Dans les premiers lecteurs de romans Deledda était naturel de le situer dans l'école réaliste.

Luigi Capuana a exhortés à continuer à explorer le monde de la Sardaigne, « une mine » où il « ... déjà trouvé un élément fort d'originalité. »[14]

Même Borgese définit Deledda « digne écolière Giovanni Verga».[15] Elle s'écrivait en 1891 au directeur du magazine romain La nouvelle Anthologie, Maggiorino Ferraris« La nature de ce livre, que je pense est le dramatique et émotionnel, et même un peu si le « réalisme » vérisme peut dire à la vie et dépeignent les hommes comme ils sont, ou plutôt, comme je les connais. »

Différences par rapport à la Verismo

Ruggero Bonghi, Manzoni, essaie d'abord de soustraire l'écrivain sarde au climat de la nature poétique.[16]

Emilio Cecchi en 1941 a écrit: « Ce que le Deledda a pu prendre la vie de la province de la Sardaigne, et non pas dans son s'improntò du naturalisme et de réalisme ... Les deux terrains et parcelles, à la fois le matériel linguistique, elle a immédiatement conte lyrique et fée ... "[17]

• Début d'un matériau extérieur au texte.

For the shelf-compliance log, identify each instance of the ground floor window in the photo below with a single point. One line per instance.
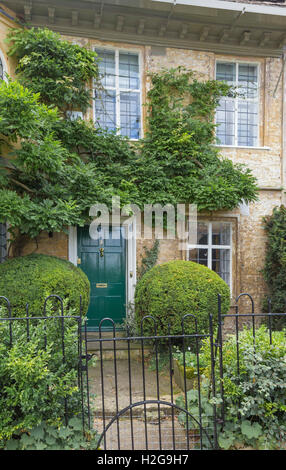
(3, 242)
(213, 248)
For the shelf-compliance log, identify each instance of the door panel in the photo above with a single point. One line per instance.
(104, 262)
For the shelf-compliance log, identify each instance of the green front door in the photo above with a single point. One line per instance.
(104, 262)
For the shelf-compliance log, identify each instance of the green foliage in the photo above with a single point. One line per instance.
(38, 383)
(31, 279)
(171, 290)
(61, 437)
(189, 361)
(149, 259)
(59, 168)
(53, 67)
(179, 162)
(275, 263)
(254, 394)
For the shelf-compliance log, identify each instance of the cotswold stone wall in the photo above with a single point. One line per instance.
(266, 162)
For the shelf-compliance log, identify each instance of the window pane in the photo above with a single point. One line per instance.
(130, 115)
(247, 80)
(221, 263)
(225, 118)
(3, 242)
(203, 235)
(105, 110)
(106, 67)
(129, 72)
(199, 255)
(221, 233)
(247, 123)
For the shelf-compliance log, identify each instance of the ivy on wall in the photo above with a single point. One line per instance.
(58, 168)
(275, 263)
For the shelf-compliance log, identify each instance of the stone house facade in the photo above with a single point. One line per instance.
(241, 42)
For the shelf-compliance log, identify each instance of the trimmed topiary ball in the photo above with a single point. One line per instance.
(171, 290)
(31, 279)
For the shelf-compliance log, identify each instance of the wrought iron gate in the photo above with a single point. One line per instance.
(145, 399)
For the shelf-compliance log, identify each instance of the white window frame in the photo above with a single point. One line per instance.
(211, 247)
(117, 51)
(236, 99)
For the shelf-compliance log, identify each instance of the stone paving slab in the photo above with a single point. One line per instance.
(131, 427)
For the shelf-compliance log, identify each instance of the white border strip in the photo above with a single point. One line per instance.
(235, 6)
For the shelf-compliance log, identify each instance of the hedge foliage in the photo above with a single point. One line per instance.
(31, 279)
(171, 290)
(275, 262)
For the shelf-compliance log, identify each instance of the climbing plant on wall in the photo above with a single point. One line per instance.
(275, 263)
(57, 167)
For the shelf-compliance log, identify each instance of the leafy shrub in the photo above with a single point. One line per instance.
(47, 437)
(53, 67)
(31, 279)
(39, 382)
(171, 290)
(275, 263)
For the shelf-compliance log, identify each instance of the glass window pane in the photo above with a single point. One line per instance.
(203, 235)
(247, 80)
(199, 255)
(221, 263)
(129, 71)
(105, 110)
(225, 118)
(225, 72)
(221, 233)
(247, 123)
(130, 115)
(106, 66)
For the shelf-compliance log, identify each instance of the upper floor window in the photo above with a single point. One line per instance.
(237, 115)
(118, 106)
(213, 248)
(3, 242)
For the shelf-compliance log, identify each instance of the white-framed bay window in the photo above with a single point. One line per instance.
(213, 248)
(237, 115)
(117, 107)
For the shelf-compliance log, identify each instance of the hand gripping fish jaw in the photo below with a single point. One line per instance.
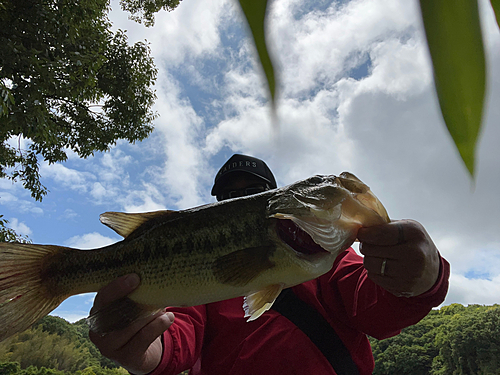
(252, 246)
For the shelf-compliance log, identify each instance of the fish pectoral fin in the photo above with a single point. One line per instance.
(242, 266)
(258, 303)
(124, 223)
(117, 315)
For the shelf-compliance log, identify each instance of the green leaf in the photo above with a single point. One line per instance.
(255, 13)
(456, 46)
(496, 7)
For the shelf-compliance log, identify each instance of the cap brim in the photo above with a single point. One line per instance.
(223, 179)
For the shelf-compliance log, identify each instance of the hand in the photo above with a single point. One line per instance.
(400, 257)
(137, 348)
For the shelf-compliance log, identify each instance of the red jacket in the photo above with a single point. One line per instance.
(349, 301)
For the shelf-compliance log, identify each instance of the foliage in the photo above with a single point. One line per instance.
(453, 340)
(35, 347)
(67, 82)
(57, 344)
(8, 234)
(456, 46)
(143, 11)
(255, 11)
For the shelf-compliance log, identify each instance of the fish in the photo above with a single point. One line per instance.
(252, 246)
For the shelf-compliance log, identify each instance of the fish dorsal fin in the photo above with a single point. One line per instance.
(258, 303)
(125, 223)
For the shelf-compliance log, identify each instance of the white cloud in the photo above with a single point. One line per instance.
(473, 291)
(90, 241)
(384, 126)
(67, 177)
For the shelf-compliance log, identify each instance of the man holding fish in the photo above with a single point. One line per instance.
(399, 279)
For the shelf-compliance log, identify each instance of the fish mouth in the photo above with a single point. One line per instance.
(299, 240)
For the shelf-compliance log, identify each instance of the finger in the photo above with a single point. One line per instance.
(116, 289)
(389, 234)
(375, 266)
(393, 285)
(389, 252)
(149, 333)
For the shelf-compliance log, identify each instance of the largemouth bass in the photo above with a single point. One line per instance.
(252, 246)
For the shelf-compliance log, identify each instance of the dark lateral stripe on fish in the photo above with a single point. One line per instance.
(240, 267)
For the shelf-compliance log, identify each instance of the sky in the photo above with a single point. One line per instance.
(356, 94)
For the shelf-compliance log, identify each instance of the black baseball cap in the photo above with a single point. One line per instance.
(243, 163)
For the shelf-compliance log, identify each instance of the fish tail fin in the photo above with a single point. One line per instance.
(118, 314)
(24, 299)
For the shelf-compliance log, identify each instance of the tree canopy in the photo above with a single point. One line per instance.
(67, 82)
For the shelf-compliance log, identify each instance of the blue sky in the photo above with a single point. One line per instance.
(356, 94)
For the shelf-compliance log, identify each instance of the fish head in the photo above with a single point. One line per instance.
(329, 208)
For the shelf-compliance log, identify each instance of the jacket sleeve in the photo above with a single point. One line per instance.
(356, 300)
(182, 342)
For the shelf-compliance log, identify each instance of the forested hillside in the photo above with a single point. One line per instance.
(453, 340)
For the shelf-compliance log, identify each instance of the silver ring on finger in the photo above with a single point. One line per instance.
(401, 233)
(382, 268)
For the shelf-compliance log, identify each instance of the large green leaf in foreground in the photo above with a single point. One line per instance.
(455, 42)
(255, 13)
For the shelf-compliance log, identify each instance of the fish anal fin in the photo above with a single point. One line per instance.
(242, 266)
(117, 315)
(258, 303)
(125, 223)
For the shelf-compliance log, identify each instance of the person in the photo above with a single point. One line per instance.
(397, 282)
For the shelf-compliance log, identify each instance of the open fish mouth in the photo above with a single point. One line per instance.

Natalino Sapegno les motifs qui distraient des canons du Deledda vérisme« Mais l'adhésion profonde aux canons du réalisme trop de choses à détourner l'attention, à partir de l'inspiration nature intimement lyrique et autobiographiques, de sorte que les représentations environnementales deviennent une des transformations absorbées de la mémoire et les événements et les projections d'un des personnages de la vie il rêvait. donner des choses aux gens, et une entreprise et mettre en évidence brillante, une illusion péremptoire d'objectivité, il manque précisément cette attitude de détachement initial qui est en Verga, mais aussi dans Capuana et de Roberto, en Pratesi et Zena. "[18]

décadent

Vittorio Spinazzola écrit: « Tout le meilleur deleddiana narratif a pour objet la crise existence Historiquement, cette crise résulte de la fin du XIXe siècle, l'unité culturelle, avec sa confiance dans le progrès historique, dans les sciences profanes, des garanties juridiques en matière de défense. libertés civiles. à cet égard, l'auteur semble participer pleinement dans le climat décadent. Ses personnages représentent la perte de conscience perplexes et assombri, agressée par l'apparition des instincts opposés, à la disposition de toutes les expériences que la vie offre des opportunités et de relance ".[19]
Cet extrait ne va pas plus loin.